This takes another shortcut: instead of making a stream of doubled squares and stopping the stream at n, it makes a stream of naturals stopping at the square root of n/2. It also uses stream-find as an abbreviation for stream-first of stream-filter.

Then I got to thinking about how to write this using just for instead of streams. With the help of escape continuations, it came out fairly elegant. (You can think of calling an escape continuation as being analogous to raising an exception—it's a form of non-local return.)

(let/ec return
  (for ((n (in-naturals)) #:when (odd? n))
    (let/ec continue
      (for ((i (in-naturals)))
        (let ((p (- n (* 2 i i))))
          (cond ((negative? p) (return n))
                ((prime? p) (continue))))))))

This version avoids having to compute square roots, yet also avoids doing the doubled-square computation in both the end test and the prime test. However, going back to the square root version and using some alternate forms of for led to the most compact version I could come up with:

(for/or ((n (in-naturals)) #:when (odd? n))
  (for/and ((i (in-range 0 (ceiling (sqrt (/ n 2))))))
    (if (prime? (- n (* 2 i i))) false n)))

After all that, though, I think my favorite answer just sticks with explicit recursion using good old named-let:

(let loop ((n 1))
  (or (let loop ((i 1) (p n))
        (cond ((negative? p) n)
              ((prime? p) false)
              (else (loop (+ i 1) (- n (* 2 i i))))))
      (loop (+ n 2))))

It's probably not a coincidence that this is also the fastest solution, taking about 28ms on my machine.

Meanwhile, ahkond posted his solution in T-SQL, with an explanation (at my request). It's fascinating to see dynamic programming made concrete by constructing an actual table in a database.

Edit: Ha! I just noticed that prime? has a bug, and if you fix it, all the above solutions break (except the one translated from tinhorn2). Can you spot it?

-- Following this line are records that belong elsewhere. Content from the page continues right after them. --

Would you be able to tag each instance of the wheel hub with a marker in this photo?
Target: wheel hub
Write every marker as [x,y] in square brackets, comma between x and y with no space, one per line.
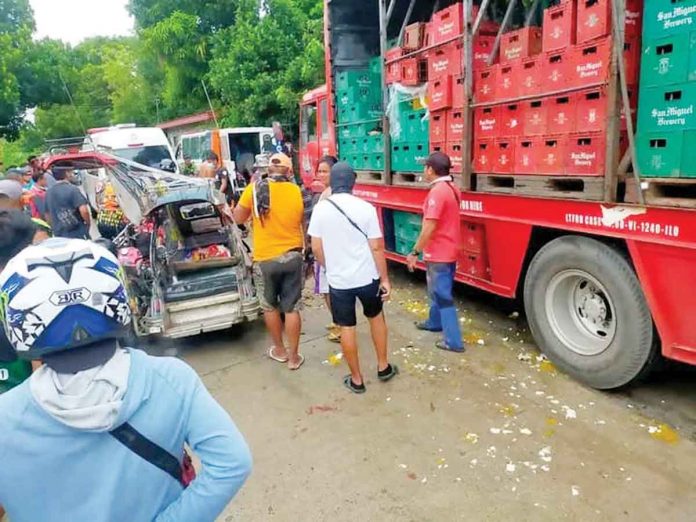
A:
[580,312]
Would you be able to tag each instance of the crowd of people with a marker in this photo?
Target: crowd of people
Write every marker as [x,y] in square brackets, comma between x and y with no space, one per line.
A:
[121,420]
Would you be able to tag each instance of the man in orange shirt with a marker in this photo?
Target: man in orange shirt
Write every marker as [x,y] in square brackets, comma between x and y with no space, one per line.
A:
[275,204]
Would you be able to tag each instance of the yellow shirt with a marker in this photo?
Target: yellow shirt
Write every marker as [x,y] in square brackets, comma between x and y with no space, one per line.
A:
[281,230]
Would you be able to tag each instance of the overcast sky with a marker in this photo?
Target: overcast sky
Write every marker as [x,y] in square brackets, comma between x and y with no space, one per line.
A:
[74,20]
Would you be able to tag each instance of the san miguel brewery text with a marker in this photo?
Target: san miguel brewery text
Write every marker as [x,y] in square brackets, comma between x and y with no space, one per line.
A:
[583,159]
[672,116]
[677,17]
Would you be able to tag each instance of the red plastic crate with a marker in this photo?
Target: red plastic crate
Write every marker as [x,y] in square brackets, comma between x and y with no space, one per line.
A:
[507,84]
[410,72]
[633,102]
[393,54]
[458,94]
[504,156]
[482,49]
[485,86]
[394,72]
[634,18]
[551,155]
[486,122]
[594,20]
[562,114]
[512,120]
[445,60]
[535,117]
[592,107]
[585,154]
[447,23]
[632,54]
[526,155]
[590,64]
[473,237]
[520,44]
[483,156]
[555,72]
[530,77]
[413,36]
[455,125]
[438,126]
[559,27]
[455,152]
[440,93]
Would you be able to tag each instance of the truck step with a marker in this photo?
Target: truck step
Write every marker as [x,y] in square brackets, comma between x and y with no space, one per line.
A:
[374,177]
[664,192]
[585,188]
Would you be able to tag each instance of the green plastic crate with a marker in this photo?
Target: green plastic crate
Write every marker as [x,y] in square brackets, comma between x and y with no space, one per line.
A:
[356,78]
[667,108]
[660,154]
[668,17]
[666,61]
[688,158]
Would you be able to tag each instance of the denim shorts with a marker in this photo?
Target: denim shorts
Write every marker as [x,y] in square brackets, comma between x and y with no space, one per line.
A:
[343,303]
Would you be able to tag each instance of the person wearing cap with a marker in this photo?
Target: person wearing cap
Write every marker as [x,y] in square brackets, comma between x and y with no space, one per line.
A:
[439,242]
[67,209]
[348,242]
[275,205]
[99,432]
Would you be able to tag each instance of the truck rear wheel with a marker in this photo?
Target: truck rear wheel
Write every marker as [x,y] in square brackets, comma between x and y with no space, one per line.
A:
[588,314]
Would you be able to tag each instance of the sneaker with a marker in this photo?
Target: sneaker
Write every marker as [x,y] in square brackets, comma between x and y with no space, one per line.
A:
[442,345]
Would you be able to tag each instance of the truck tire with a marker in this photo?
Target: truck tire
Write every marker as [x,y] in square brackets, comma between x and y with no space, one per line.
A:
[588,314]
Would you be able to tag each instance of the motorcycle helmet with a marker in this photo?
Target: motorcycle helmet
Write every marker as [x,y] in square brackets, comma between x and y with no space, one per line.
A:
[62,295]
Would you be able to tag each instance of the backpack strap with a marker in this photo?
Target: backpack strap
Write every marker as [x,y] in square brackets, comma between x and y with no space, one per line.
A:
[148,450]
[355,225]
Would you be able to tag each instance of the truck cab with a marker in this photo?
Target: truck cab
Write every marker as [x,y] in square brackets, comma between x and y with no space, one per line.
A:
[317,137]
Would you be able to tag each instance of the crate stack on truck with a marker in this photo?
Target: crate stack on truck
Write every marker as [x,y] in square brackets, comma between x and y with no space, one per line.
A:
[358,115]
[667,113]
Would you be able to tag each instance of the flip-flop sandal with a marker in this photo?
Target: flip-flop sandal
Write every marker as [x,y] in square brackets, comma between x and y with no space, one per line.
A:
[348,383]
[299,365]
[271,355]
[393,372]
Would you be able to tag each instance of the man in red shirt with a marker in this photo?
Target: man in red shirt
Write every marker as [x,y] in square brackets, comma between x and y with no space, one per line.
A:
[439,243]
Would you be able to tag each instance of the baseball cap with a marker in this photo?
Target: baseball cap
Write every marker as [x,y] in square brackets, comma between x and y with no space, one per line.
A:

The problem: Find first odd, composite n where n = p + 2 x^2 , p prime, doesn't have a solution. Note: If p<n is prime , then: n = p + 2 x^2 has a solution <=> (n-p)/2 is a square (require (planet "math.ss" ("soegaard" "math.plt"))) (define (perfect-square? n) (let ([sqrt-n (integer-sqrt n)]) (zero? (- n (* sqrt-n sqrt-n))))) (let n-loop ([n 3]) (if (prime? n) (n-loop (+ n 2)) (let p-loop ([p 2]) (cond [(> p n) n] [(perfect-square? (quotient (- n p) 2)) (n-loop (+ n 2))] [else (p-loop (next-prime p))]))))

Flat | Top-Level Comments Only

Date: 2008-03-17 04:27 am (UTC)

From:

gemini6ice.livejournal.com

no subject

stream-car reads the next item in the stream, and stream-cdr pulls off the next item in the stream? Oh, i barely remember this stuff.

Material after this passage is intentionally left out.